Savourons le privilège de pouvoir profiter aujourd’hui, dans tous les secteurs, de perspectives technologiques quasiment illimitées et tout à fait bienvenues notamment dans le domaine du sexe où nos anciens ont fait preuve, de longue date, d’une décourageante inventivité. Le Kamasutra est reconnu comme une indépassable encyclopédie. Sous couvert de Mythologie, les anciens Grecs ont abordé de façon tout à fait décomplexée les partenariats les plus hétéroclites (inceste, zoophilie), ainsi que le recours aux outillages et stimulants les plus divers. La prostitution est connue comme le plus vieux métier du monde. Du point de vue des ambiances collectives, les bacchanales romaines restent une référence difficile à égaler.
Nos perspectives auraient pu se limiter à une timide reconquête de quelques parcelles du terrain perdu par rapport à cet âge d’or, si le progrès technologique ne nous avait pas donné accès à de nouveaux possibles. Grâce à lui de nouvelles questions nous sont enfin posées, telles que : «le sexe du futur sera-t-il virtuel, holographique ou robotisé?».
Mais n’anticipons pas. Quelques hypothèses doivent être formulées avant d’entrer dans le vif du sujet.
Il est vrai que la pensée du futur tend à accorder, par réflexe, un rôle central, voire exclusif, à la technologie. Il est vrai que cette mauvaise(?) habitude vaut également pour le futur du sexe, ce qui donne lieu dans ce cas à une conséquence inattendue: en dehors de certains aspects biologiques ou médicaux, c’est l’autoérotisme, dans ses différentes déclinaisons, qui apparait comme le destinataire le plus évident de ces “progrès”. La réalité virtuelle ou le robot sexuel sont principalement offerts à l’individu aux fins de pratiques individuelles. Un futur technologique pour le sexe suppose donc implicitement un déclin de la sexualité interpersonnelle au profit de l’autoérotisme.
En dépit de toutes ses “révolutions”, le sexe reste nimbé de honte (une multinationale ayant pignon sur rue peut créer une filiale dans le domaine militaire, pas dans le domaine du sexe) et la masturbation en reste la plus honteuse des pratiques. Ne s’y attachent ni “Marche de la Fierté”, ni “Onan Pride”. Ce qui amène plusieurs questions:
- Va-t-on ou non vers un déclin de la sexualité interpersonnelle?
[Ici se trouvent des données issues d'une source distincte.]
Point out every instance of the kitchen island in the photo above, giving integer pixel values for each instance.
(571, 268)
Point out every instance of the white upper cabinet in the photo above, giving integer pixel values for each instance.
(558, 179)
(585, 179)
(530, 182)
- Si l’autoérotisme devenait une pratique dominante pourrait-elle sortir de sa clandestinité relative pour devenir une pratique sociale assumée?
- Si la sexualité devenait plus “technologique”, quelles en seraient les voies les plus prometteuses (virtuel, robots, hologramme)? (*)
de la possibilité d’un déclin de la sexualité interpersonnelle
Un déclin de la sexualité interpersonnelle amènerait “mécaniquement” à un développement de l’autoérotisme et un survol même rapide permet de se convaincre de la plausibilité de ce scénario: instabilité des couples (instabilité du marché du travail et augmentation de la mobilité professionnelle, difficultés d’installation liées au coût du logement, développement du burn-out et/ou de l’oisiveté forcée, des états dépressifs), écart de plus en plus flagrant entre les partenaires possibles du quotidien et les images idéales véhiculées par les médias, conditionnement à un isolement et à une existence par procuration induite par les réseaux sociaux, problème des maladies sexuellement transmissibles, dénuement économique, vieillissement de la population, facilité d’accès à la pornographie…etc. Les télérencontres par téléphone, messagerie ou vidéo peuvent d’ailleurs être comprises comme une forme intermédiaire de sexualité annonçant un glissement dans ce sens.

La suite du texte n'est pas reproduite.